Aux magistrats restés dans les zones toujours conquises par le M23/AFC, le Conseil Supérieur de la Magistrature (CSM) a lancé un avertissement solennel ce mercredi 18 mars 2025.
Lors d’un entretien exclusif avec les magistrats venus des territoires sous occupation rebelle, le secrétaire permanent et porte-parole du CSM, Télésphore Nduba Kilima, a affirmé avec force :
« Nul ne peut servir deux maîtres à la fois. »
Ce message vise à rappeler aux acteurs du pouvoir judiciaire l’importance de rester loyaux à l’État congolais malgré la pression et les influences extérieures.
Une réorganisation en cours
Le CSM a révélé que, dans le cadre d’une stratégie de sécurisation et de rationalisation de la justice, seuls 156 magistrats ayant quitté les zones occupées se sont déjà installés à Kinshasa.

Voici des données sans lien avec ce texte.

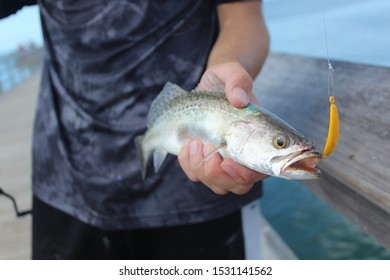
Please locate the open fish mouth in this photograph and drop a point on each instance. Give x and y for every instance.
(303, 161)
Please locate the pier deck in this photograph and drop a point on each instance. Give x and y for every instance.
(16, 117)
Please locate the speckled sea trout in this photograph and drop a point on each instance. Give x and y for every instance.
(251, 136)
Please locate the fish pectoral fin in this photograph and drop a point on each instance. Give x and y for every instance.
(210, 154)
(158, 158)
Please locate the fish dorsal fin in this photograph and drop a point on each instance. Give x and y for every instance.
(167, 94)
(211, 84)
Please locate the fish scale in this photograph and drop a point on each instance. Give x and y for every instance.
(251, 136)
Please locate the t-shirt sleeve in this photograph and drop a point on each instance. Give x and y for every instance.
(8, 7)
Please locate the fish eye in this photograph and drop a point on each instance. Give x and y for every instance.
(280, 142)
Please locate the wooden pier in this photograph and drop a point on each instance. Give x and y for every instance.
(356, 177)
(16, 117)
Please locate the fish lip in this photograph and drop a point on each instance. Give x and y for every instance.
(304, 160)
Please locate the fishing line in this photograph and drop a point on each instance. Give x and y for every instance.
(334, 126)
(330, 67)
(18, 213)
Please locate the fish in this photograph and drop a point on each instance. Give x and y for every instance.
(252, 136)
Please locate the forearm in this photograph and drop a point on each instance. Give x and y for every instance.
(243, 36)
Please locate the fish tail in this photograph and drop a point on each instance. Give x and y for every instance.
(142, 156)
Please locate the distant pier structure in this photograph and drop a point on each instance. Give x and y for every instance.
(19, 65)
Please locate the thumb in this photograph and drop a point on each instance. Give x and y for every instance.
(238, 83)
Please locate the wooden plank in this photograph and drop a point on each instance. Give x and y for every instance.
(16, 118)
(355, 177)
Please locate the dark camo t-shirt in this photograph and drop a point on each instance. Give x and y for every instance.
(105, 62)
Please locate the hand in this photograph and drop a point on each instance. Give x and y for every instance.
(222, 176)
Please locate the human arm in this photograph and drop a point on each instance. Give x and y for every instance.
(236, 58)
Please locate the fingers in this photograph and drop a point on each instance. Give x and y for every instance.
(221, 176)
(238, 83)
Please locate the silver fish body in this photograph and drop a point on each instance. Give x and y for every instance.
(251, 136)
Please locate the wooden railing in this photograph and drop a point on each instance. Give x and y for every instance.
(356, 177)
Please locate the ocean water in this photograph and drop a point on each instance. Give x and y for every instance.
(356, 31)
(312, 228)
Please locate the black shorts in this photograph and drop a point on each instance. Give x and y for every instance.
(57, 235)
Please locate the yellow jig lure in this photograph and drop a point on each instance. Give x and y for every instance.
(334, 129)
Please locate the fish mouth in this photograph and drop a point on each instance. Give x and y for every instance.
(303, 162)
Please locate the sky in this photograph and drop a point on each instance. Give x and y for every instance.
(20, 28)
(357, 30)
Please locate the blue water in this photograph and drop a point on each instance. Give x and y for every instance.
(357, 31)
(312, 228)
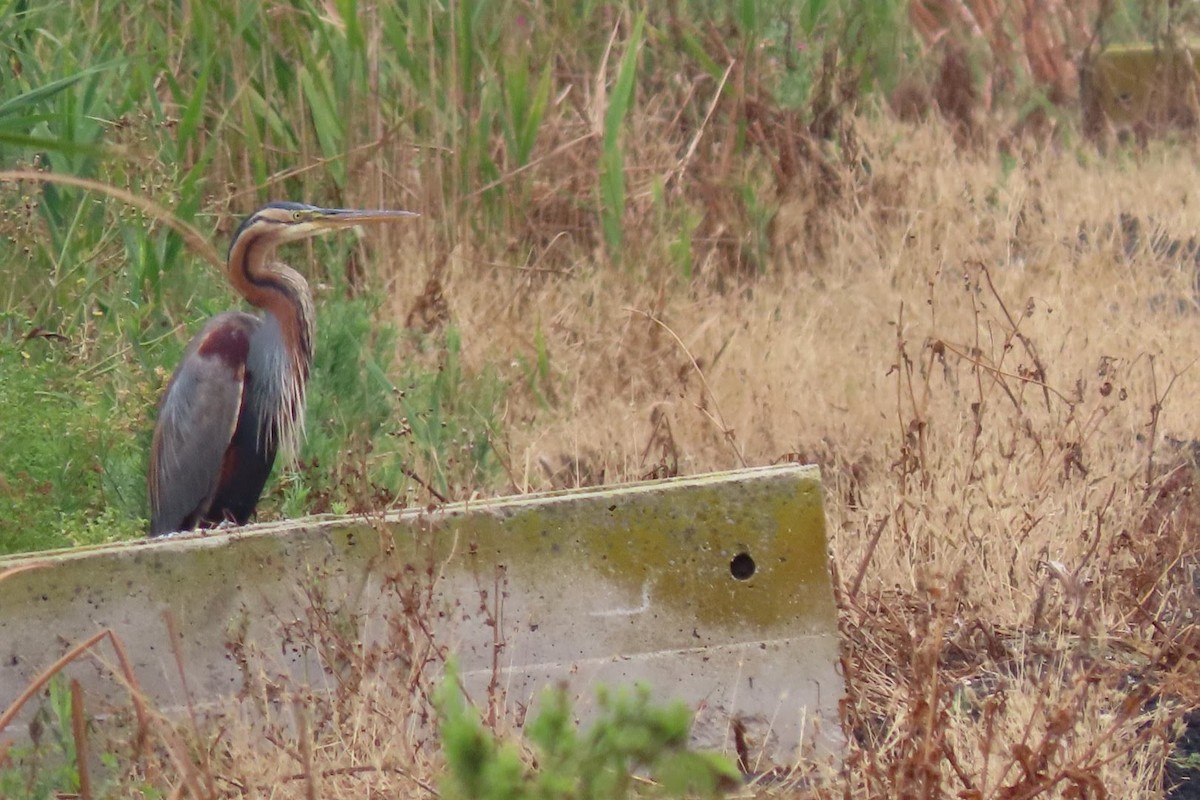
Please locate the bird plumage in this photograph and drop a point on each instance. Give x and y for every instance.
(238, 396)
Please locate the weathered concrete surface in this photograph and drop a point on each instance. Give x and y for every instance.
(714, 590)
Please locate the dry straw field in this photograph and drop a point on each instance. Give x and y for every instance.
(985, 334)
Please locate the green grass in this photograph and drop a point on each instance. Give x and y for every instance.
(213, 108)
(527, 132)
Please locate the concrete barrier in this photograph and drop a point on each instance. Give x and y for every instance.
(713, 589)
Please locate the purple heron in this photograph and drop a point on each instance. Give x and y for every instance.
(238, 396)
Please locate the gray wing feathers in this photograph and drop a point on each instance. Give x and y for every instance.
(196, 423)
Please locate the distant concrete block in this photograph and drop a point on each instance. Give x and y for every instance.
(713, 589)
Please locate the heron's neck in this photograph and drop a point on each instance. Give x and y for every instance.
(279, 290)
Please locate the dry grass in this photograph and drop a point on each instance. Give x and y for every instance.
(995, 390)
(991, 396)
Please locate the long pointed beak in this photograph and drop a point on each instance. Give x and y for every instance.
(349, 217)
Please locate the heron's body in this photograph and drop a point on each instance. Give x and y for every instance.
(239, 394)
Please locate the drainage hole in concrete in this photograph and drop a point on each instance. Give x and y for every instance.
(743, 566)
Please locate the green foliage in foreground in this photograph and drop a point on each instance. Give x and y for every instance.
(628, 737)
(48, 767)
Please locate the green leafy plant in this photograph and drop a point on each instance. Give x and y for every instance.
(629, 735)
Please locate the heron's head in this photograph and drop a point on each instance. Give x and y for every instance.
(277, 223)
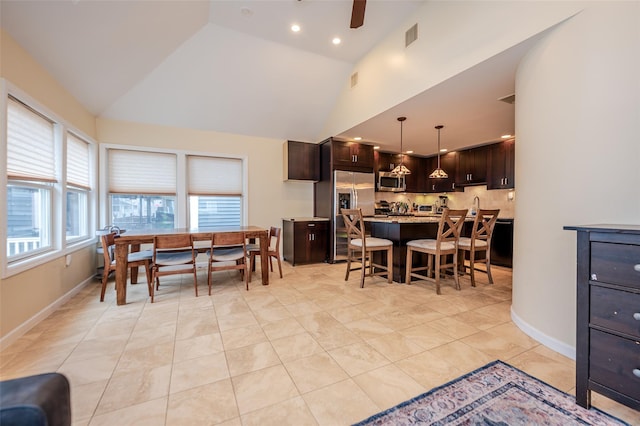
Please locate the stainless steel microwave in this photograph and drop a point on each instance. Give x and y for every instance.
(392, 182)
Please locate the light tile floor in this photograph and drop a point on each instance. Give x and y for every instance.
(309, 349)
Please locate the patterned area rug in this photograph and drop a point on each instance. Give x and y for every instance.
(496, 394)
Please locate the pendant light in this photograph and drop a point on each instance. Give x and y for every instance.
(438, 173)
(401, 169)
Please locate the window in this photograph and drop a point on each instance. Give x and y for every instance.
(167, 189)
(46, 183)
(215, 191)
(78, 188)
(142, 189)
(31, 176)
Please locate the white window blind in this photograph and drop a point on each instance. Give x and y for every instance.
(77, 162)
(214, 175)
(141, 172)
(30, 144)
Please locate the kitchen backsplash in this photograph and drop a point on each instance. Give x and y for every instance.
(503, 199)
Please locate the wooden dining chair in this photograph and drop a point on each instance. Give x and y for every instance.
(228, 252)
(445, 244)
(172, 255)
(478, 242)
(134, 260)
(273, 252)
(360, 248)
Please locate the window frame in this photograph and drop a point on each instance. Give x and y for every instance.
(181, 219)
(59, 245)
(88, 193)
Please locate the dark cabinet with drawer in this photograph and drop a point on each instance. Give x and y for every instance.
(608, 313)
(305, 241)
(351, 156)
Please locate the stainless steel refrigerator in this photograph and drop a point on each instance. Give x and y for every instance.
(351, 190)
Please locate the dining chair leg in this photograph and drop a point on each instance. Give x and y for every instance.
(195, 281)
(152, 286)
(409, 264)
(279, 266)
(437, 273)
(105, 278)
(472, 269)
(349, 254)
(363, 269)
(455, 271)
(389, 266)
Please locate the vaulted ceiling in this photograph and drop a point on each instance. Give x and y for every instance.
(235, 66)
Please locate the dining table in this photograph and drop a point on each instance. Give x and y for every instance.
(130, 240)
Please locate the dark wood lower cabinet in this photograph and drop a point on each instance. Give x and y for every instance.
(305, 240)
(608, 313)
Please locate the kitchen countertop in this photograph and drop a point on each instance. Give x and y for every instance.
(431, 218)
(306, 219)
(404, 219)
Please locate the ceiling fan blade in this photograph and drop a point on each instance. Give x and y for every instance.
(357, 13)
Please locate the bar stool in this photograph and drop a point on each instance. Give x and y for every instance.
(478, 242)
(360, 248)
(445, 243)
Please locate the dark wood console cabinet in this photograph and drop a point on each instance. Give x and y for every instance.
(301, 161)
(305, 240)
(608, 313)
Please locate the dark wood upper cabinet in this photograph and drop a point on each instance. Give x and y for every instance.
(416, 181)
(301, 161)
(501, 170)
(384, 161)
(305, 241)
(352, 156)
(472, 166)
(448, 163)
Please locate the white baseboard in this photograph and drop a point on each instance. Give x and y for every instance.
(23, 328)
(548, 341)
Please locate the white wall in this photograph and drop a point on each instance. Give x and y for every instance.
(453, 36)
(578, 157)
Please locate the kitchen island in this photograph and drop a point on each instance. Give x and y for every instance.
(400, 230)
(403, 228)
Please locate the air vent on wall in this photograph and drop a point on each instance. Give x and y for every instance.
(510, 99)
(411, 35)
(354, 79)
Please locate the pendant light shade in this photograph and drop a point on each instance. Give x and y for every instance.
(401, 169)
(438, 173)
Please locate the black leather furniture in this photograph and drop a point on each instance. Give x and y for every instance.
(40, 400)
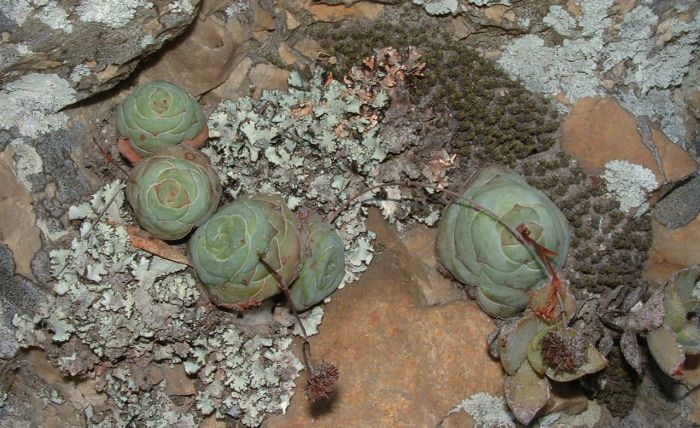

En outre, 55 magistrats se trouvent actuellement à Bujumbura, au Burundi, et environ 300 autres exercent dans divers pays.
Toutefois, un nombre non négligeable de magistrats reste encore affecté dans leurs lieux d’origine, échappant ainsi au regroupement national.
Les enjeux de la dualité de loyauté
Le message du CSM s’inscrit dans un contexte de crise sécuritaire où les magistrats sont confrontés à des dilemmes moraux et professionnels. Servir deux maîtres, l’État et les autorités rebelles, compromet non seulement l’intégrité de la justice, mais met également en péril la crédibilité et l’efficacité du système judiciaire.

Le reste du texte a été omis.